Troubles artériels périphériques

Littérature consultée à la date du : 01/02/2022

  • La prise en charge ne diffère pas de celle de la population générale.
  • L’arrêt du tabac et la pratique d’une activité physique sont bénéfiques.
  • Les autres facteurs de risque cardiovasculaire doivent être pris en charge.
  • L’acide acétylsalicylique et les statines (simvastatine) sont indiqués chez les patients présentant une artériopathie périphérique symptomatique pour son efficacité préventive en termes de survenue d’évènements ou de décès cardiovasculaire(s).
  • En cas de faibles doses d’acide acétylsalicylique dans le cadre d’un risque cardiovasculaire, une protection gastrique peut être envisagée chez les personnes âgées de plus de 80 ans ou avec une comorbidité importante, antécédents d’ulcère gastro-duodénal ou d’ulcère avec complications (hémorragie, perforation), pour autant que les effets indésirables de la prise d’IPP à long terme ne contrebalancent pas les bénéfices gastro-intestinaux escomptés (Répertoire CBIP 3.1).
  • Il n’a pas été prouvé que la pentoxifylline ait un effet cliniquement pertinent dans cette indication, il faut tenir compte de la plus grande vulnérabilité des personnes âgées aux effets indésirables.
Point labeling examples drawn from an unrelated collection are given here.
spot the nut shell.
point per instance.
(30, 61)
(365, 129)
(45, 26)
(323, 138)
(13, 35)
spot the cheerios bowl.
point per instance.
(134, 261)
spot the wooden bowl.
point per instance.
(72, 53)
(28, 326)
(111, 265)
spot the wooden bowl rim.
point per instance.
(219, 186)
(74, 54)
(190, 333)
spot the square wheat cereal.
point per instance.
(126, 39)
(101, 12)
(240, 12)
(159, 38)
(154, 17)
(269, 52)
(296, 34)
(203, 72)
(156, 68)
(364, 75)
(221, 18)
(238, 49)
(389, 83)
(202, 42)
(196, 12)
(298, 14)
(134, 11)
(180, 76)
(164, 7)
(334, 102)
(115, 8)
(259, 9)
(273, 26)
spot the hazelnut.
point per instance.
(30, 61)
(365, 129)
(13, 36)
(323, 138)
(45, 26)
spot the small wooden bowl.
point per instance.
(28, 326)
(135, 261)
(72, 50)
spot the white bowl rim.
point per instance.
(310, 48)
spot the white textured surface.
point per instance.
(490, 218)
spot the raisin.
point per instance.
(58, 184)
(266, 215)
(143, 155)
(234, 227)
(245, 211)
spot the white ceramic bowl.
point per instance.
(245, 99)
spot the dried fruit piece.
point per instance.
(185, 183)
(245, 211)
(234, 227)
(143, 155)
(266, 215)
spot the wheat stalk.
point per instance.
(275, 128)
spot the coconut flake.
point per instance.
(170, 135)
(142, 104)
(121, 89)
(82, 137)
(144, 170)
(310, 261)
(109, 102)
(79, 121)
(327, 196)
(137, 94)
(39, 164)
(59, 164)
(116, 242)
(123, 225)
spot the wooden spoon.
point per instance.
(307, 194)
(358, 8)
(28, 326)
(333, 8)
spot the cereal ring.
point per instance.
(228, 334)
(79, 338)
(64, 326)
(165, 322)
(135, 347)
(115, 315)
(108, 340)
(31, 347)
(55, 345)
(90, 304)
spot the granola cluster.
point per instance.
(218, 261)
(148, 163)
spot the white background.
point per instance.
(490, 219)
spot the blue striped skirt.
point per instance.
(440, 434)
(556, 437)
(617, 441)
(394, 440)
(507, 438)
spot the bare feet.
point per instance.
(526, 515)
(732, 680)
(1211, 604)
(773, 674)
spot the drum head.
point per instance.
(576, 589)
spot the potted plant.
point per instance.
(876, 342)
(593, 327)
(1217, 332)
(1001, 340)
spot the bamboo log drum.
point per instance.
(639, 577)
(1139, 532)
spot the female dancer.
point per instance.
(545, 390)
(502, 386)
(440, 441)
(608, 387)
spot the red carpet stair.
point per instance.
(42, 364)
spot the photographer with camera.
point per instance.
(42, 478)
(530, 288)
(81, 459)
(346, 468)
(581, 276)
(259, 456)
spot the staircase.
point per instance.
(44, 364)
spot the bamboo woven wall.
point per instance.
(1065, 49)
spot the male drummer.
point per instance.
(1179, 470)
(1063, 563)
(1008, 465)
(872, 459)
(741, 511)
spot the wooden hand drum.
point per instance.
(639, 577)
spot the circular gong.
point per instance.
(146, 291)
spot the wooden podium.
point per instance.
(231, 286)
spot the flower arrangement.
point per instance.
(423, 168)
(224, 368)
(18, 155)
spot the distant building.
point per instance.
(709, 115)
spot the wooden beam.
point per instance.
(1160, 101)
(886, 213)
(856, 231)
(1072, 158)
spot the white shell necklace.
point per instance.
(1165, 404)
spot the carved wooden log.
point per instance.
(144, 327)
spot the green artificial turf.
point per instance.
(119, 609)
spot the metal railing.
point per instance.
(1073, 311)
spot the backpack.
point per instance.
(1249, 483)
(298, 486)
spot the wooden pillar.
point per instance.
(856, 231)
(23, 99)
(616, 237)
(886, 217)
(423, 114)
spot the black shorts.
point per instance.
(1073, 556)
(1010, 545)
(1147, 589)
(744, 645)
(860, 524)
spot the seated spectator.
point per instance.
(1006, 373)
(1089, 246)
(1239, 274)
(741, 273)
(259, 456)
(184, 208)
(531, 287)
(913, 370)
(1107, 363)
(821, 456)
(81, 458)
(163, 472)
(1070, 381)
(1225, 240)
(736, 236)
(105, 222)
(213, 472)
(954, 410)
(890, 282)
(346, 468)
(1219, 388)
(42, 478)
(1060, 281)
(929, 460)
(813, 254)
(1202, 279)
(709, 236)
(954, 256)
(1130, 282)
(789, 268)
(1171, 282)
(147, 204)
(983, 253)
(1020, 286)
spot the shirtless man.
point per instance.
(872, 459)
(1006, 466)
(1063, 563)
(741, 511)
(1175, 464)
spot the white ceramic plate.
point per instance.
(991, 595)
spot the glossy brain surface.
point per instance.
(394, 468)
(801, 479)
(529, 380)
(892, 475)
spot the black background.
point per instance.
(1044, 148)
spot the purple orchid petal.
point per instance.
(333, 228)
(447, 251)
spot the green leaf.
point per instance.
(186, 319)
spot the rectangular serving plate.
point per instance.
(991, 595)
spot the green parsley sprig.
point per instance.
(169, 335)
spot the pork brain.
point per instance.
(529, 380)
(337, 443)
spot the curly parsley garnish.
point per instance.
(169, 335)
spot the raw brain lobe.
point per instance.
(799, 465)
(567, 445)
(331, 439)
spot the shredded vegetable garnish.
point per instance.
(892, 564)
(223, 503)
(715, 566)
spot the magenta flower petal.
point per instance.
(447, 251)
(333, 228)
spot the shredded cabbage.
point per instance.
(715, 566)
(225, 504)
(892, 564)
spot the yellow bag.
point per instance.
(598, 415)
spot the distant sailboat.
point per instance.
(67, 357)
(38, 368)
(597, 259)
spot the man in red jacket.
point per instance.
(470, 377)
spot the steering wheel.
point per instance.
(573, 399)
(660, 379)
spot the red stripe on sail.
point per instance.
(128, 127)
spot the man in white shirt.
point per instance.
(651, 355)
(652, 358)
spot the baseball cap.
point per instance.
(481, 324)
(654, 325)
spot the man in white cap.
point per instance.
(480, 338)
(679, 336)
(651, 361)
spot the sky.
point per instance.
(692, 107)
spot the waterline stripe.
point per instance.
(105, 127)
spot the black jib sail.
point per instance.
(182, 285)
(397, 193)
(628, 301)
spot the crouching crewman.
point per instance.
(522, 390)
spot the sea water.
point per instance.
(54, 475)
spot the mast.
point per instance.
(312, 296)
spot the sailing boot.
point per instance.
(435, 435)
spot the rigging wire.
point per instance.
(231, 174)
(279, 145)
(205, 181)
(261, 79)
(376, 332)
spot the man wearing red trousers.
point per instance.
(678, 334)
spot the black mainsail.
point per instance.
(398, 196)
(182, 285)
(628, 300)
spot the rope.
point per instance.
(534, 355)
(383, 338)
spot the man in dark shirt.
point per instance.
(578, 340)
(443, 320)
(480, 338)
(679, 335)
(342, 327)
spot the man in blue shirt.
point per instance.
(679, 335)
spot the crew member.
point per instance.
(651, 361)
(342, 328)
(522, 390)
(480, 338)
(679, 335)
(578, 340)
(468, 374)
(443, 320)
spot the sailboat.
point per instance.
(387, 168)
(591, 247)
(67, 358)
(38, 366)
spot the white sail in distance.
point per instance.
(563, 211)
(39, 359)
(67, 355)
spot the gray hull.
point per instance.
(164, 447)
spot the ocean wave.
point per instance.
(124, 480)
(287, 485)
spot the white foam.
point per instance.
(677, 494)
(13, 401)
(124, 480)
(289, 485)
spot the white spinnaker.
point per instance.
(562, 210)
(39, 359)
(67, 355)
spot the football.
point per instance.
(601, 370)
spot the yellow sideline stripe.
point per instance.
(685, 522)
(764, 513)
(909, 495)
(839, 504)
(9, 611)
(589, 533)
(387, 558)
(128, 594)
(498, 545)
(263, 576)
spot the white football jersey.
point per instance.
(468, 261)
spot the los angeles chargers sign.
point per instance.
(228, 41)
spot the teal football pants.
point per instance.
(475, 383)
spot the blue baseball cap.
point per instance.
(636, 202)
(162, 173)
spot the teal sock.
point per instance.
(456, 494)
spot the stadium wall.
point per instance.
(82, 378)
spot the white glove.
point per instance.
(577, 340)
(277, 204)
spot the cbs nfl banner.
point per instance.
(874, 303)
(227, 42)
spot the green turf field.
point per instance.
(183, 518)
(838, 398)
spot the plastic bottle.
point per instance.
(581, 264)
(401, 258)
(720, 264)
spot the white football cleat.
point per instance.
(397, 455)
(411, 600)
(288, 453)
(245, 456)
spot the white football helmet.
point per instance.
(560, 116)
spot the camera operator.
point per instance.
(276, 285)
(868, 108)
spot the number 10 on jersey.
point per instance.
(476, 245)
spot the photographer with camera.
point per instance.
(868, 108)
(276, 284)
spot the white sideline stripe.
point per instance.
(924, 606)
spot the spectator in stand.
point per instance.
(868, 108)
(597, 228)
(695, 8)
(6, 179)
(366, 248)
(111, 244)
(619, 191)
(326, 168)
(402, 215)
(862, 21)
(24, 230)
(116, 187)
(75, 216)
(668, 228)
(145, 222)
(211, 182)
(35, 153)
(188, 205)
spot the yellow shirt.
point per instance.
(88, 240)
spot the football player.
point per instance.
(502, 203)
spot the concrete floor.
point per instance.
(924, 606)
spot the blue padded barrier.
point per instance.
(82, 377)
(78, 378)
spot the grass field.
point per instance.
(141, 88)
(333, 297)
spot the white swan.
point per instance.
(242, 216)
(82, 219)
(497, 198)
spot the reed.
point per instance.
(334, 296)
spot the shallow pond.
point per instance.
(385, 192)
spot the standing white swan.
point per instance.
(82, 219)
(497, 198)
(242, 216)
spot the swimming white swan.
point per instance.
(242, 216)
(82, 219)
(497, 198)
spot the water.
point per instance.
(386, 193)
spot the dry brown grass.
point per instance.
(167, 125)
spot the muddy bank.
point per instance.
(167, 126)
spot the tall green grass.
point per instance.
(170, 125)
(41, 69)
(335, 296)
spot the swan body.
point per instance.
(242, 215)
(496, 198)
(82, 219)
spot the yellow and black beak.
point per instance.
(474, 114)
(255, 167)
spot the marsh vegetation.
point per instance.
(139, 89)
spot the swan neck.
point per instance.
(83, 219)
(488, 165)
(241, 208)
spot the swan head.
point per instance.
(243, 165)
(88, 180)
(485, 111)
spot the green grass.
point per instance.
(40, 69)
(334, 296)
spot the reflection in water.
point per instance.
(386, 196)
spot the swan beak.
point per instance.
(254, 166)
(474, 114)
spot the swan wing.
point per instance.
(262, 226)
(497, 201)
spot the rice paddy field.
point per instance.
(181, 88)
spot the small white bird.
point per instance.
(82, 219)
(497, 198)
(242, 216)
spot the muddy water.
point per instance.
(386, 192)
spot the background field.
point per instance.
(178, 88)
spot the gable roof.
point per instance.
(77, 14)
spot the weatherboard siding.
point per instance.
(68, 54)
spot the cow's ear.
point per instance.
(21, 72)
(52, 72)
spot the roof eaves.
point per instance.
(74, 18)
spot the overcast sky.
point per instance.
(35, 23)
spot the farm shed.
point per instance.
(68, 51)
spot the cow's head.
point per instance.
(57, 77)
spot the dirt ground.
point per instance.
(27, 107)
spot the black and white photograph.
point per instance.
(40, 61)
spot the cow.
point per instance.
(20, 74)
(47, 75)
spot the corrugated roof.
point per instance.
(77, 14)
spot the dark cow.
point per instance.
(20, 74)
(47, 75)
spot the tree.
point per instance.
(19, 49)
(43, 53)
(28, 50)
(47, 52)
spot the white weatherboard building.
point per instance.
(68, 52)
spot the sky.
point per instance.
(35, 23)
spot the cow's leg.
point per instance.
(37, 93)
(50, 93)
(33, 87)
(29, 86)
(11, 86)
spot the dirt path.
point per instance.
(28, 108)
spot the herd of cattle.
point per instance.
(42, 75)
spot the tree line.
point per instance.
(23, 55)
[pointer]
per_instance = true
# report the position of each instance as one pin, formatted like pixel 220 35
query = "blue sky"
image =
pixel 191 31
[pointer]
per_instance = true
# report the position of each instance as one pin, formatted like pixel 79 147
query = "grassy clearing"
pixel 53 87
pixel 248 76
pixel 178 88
La pentoxyfilline augmente le risque de troubles gastro-intestinaux et d’hémorragies (surtout au niveau de la peau et des muqueuses)(Répertoire CBIP 1.10)

 

Traitement

Sélectionné

De rares études d’observation ont montré que l’arrêt complet du tabac est bénéfique en cas d’artériopathie périphérique$​​​​$​​​​.

Les exercices physiques, de préférence sous supervision ou dans le cadre d’un programme structuré, ont un effet favorable sur le périmètre et le temps de marche$​. Des données en termes de critères de jugement plus forts font défaut$​​​​​$​​​​​$​​​​​$​​​​​$​​​​​.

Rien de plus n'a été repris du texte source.